The RIAA equalization has been split into two stages to minimise interaction. Polyester capacitors have been used in the signal path and polypropylene capacitors are used in the RIAA equalization circuits.
The aesthetic design of the Fono MM was as important as the quality of its electrical capabilities, so it benefits from the same aluminium case as the Rega TTPSU and Fono MC amplifier, giving it a design which offers a familiar feel and moreover brings it in line with its illustrious bigger brothers.
Why do I Need A Separate Phono stage / Pre Amplifier with my Turntable?
RIAA equalisation is a form of pre-emphasis on recording and de-emphasis on playback. A recording is made with the low frequencies reduced and the high frequencies boosted, and on playback the opposite occurs. The net result is a flat frequency response, but with attenuation of high frequency noise such as hiss and clicks that arise from the recording medium. Reducing the low frequencies also limits the excursions the cutter needs to make when cutting a groove. Groove width is thus reduced, allowing more grooves to fit into a given surface area, permitting longer recording times. This also reduces physical stresses on the stylus which might otherwise cause distortion or groove damage during playback.

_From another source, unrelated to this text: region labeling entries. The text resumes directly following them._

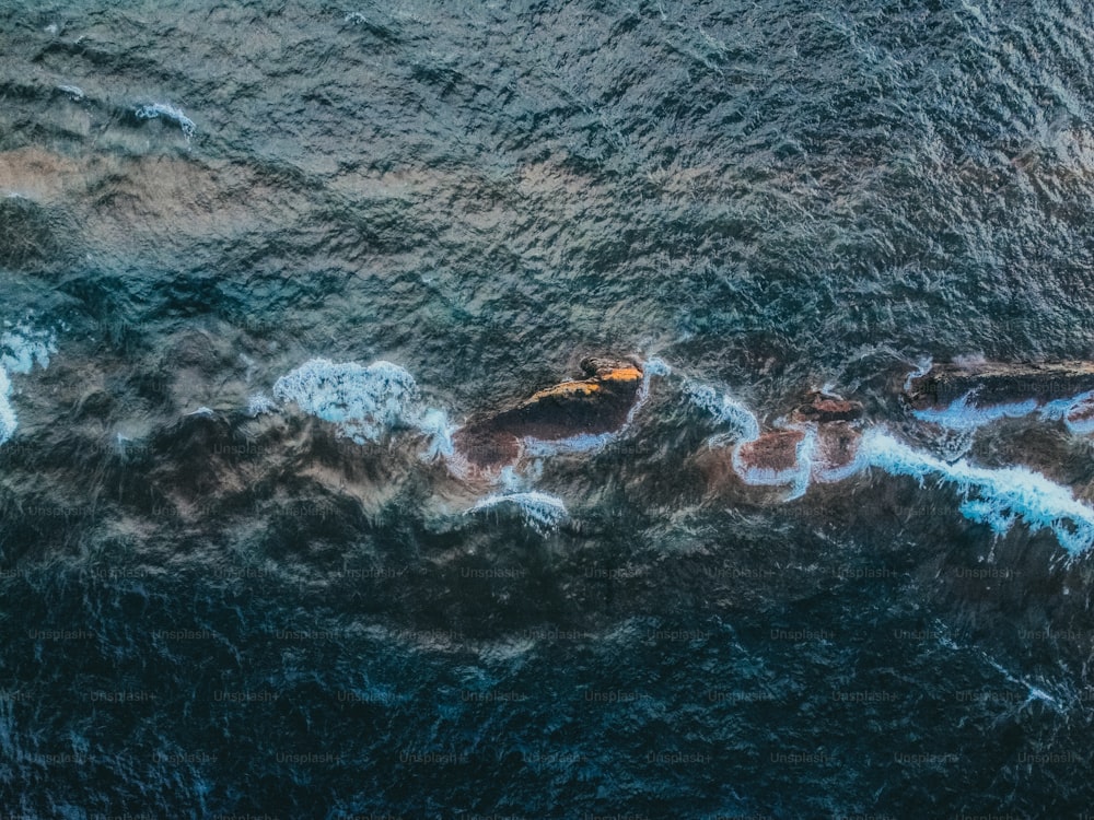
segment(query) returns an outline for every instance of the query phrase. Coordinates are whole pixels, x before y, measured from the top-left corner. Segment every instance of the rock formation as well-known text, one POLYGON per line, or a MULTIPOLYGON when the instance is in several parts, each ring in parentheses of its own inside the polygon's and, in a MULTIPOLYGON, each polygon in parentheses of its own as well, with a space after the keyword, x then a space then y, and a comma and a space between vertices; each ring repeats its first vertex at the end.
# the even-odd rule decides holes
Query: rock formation
POLYGON ((499 467, 520 455, 522 438, 558 442, 619 430, 638 400, 641 367, 629 361, 585 359, 585 378, 539 390, 514 407, 473 420, 454 436, 476 467, 499 467))

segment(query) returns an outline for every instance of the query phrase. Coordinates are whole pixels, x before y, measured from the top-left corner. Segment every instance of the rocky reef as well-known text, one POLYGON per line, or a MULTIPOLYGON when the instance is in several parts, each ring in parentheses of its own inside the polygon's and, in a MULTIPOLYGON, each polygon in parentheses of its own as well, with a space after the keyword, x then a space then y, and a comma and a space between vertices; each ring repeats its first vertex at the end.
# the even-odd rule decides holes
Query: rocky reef
POLYGON ((905 398, 916 410, 941 408, 968 396, 982 408, 1031 399, 1044 403, 1094 390, 1094 362, 947 362, 911 376, 905 398), (971 395, 970 395, 971 394, 971 395))
POLYGON ((642 367, 628 360, 590 358, 585 377, 539 390, 517 405, 473 419, 454 436, 456 452, 475 467, 514 461, 521 441, 559 442, 612 433, 626 423, 642 387, 642 367))

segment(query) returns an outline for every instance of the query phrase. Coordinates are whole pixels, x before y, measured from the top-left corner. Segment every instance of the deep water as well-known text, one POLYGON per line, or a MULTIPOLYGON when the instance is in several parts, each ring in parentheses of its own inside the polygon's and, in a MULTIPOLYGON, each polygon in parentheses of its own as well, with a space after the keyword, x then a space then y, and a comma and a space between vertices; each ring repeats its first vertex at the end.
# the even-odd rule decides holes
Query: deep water
POLYGON ((0 0, 0 817, 1089 816, 1094 440, 898 394, 1094 358, 1092 63, 1067 0, 0 0), (586 355, 621 433, 462 471, 586 355), (735 478, 821 388, 869 457, 735 478))

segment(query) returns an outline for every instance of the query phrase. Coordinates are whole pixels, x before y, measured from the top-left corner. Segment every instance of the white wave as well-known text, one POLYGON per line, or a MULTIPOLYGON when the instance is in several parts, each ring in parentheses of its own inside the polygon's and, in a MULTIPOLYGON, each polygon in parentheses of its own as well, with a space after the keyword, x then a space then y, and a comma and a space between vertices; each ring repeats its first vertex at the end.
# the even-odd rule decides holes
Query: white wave
POLYGON ((514 504, 521 511, 524 523, 536 532, 546 537, 558 529, 558 526, 569 517, 562 500, 542 492, 509 493, 504 495, 488 495, 480 499, 465 515, 491 509, 503 504, 514 504))
POLYGON ((931 372, 931 366, 934 364, 930 356, 921 359, 916 363, 916 370, 908 374, 908 377, 904 380, 904 391, 911 393, 911 383, 913 379, 920 376, 926 376, 931 372))
POLYGON ((277 405, 265 393, 256 393, 247 399, 247 415, 258 417, 263 413, 272 413, 275 410, 277 405))
MULTIPOLYGON (((813 471, 813 454, 816 450, 817 436, 813 425, 794 425, 790 430, 800 430, 804 435, 794 446, 794 465, 785 470, 773 470, 767 467, 748 467, 741 459, 741 450, 748 442, 738 442, 733 447, 733 469, 749 487, 785 487, 790 493, 785 501, 800 499, 810 485, 813 471)), ((749 440, 755 441, 755 440, 749 440)))
POLYGON ((8 372, 0 368, 0 444, 15 434, 18 425, 15 409, 11 406, 11 379, 8 372))
POLYGON ((1017 518, 1037 531, 1049 528, 1072 554, 1094 546, 1094 508, 1075 500, 1064 487, 1025 467, 987 469, 964 459, 954 464, 912 449, 883 429, 862 437, 863 464, 894 476, 911 476, 922 484, 929 476, 953 484, 963 496, 961 513, 1006 532, 1017 518))
POLYGON ((456 427, 449 421, 449 414, 443 410, 427 408, 419 415, 415 426, 429 438, 426 452, 420 455, 423 461, 450 459, 455 455, 456 448, 452 443, 452 435, 456 432, 456 427))
POLYGON ((447 415, 423 407, 414 376, 391 362, 364 366, 312 359, 281 376, 274 396, 333 423, 339 435, 357 444, 379 442, 393 431, 416 430, 429 438, 422 458, 453 453, 454 427, 447 415))
POLYGON ((142 105, 137 109, 138 119, 159 119, 163 118, 175 122, 179 129, 182 129, 183 134, 186 139, 190 139, 197 131, 197 126, 194 125, 194 120, 187 117, 178 108, 173 105, 166 105, 164 103, 151 103, 149 105, 142 105))
POLYGON ((729 425, 730 430, 723 435, 741 442, 759 438, 759 420, 752 410, 729 394, 705 384, 688 385, 687 394, 693 405, 709 412, 720 424, 729 425))
POLYGON ((19 425, 11 403, 14 389, 11 374, 30 373, 35 363, 43 370, 48 367, 49 354, 57 352, 51 332, 34 330, 24 324, 0 333, 0 444, 11 438, 19 425))

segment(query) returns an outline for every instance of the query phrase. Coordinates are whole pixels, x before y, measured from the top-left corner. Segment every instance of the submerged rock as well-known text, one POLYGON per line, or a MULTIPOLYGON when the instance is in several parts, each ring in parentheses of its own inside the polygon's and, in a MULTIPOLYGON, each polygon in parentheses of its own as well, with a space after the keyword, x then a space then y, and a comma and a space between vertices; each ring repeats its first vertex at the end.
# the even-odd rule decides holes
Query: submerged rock
POLYGON ((591 358, 581 362, 581 370, 585 378, 561 382, 470 422, 455 434, 456 450, 475 466, 493 467, 515 460, 522 438, 557 442, 622 427, 638 401, 642 368, 630 361, 591 358))
POLYGON ((974 408, 1038 403, 1094 389, 1094 362, 974 362, 933 365, 908 379, 905 397, 917 410, 947 407, 973 394, 974 408))
MULTIPOLYGON (((805 438, 801 430, 772 430, 745 442, 737 450, 737 462, 746 471, 781 475, 798 466, 798 445, 805 438)), ((747 476, 743 477, 747 480, 747 476)))
POLYGON ((862 418, 862 402, 849 401, 824 393, 812 393, 808 400, 794 410, 795 421, 854 421, 862 418))

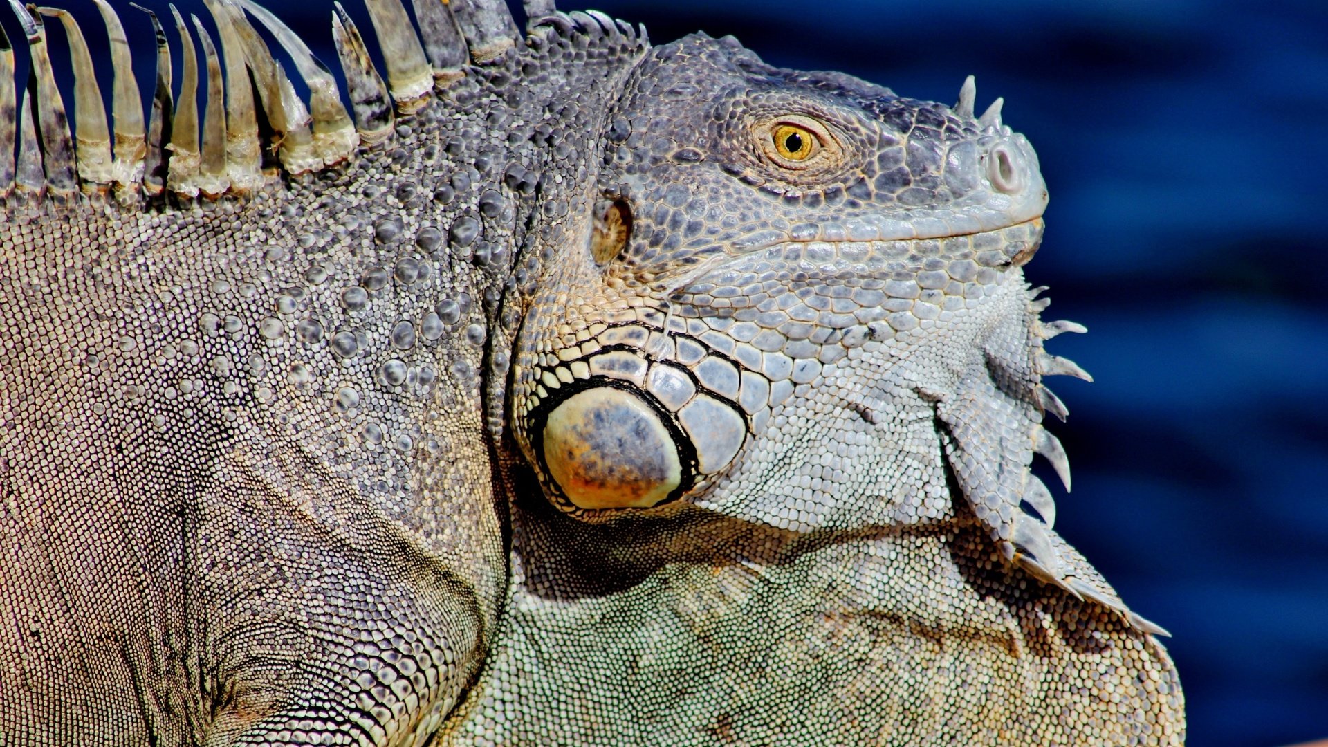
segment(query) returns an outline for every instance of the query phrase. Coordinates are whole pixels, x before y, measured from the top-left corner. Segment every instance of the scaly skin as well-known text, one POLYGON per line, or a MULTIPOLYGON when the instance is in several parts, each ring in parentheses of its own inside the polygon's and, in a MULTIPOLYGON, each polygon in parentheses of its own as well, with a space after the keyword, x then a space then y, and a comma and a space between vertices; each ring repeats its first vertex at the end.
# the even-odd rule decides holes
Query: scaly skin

A potential drawback of the system is that rumble from the playback turntable's drive mechanism is amplified by the low frequency boost that occurs on playback. Players must therefore be designed to limit rumble, more so than if RIAA equalization did not occur.
RIAA equalization is not a simple low-pass filter. It defines transition points in three places: 75 µs, 318 µs and 3180 µs, which correspond to 2122 Hz, 500 Hz and 50 Hz (rounded values). Implementing this characteristic is not especially difficult, but is more involved than a simple amplifier. In the past, almost all hi-fi preamplifiers, integrated amplifiers, and receivers had a built-in phono preamplifier with the RIAA characteristic, but it is often omitted in modern designs, due to the gradual obsolescence of vinyl records. Add-on phono preamplifiers with the RIAA equalization curve are available; these adapt a magnetic phono cartridge to an unbalanced −10 dB consumer line-level RCA input. Some modern turntables feature built-in preamplification to the RIAA standard. Special preamplifiers are also available for the various equalisation curves used on pre-1954 records.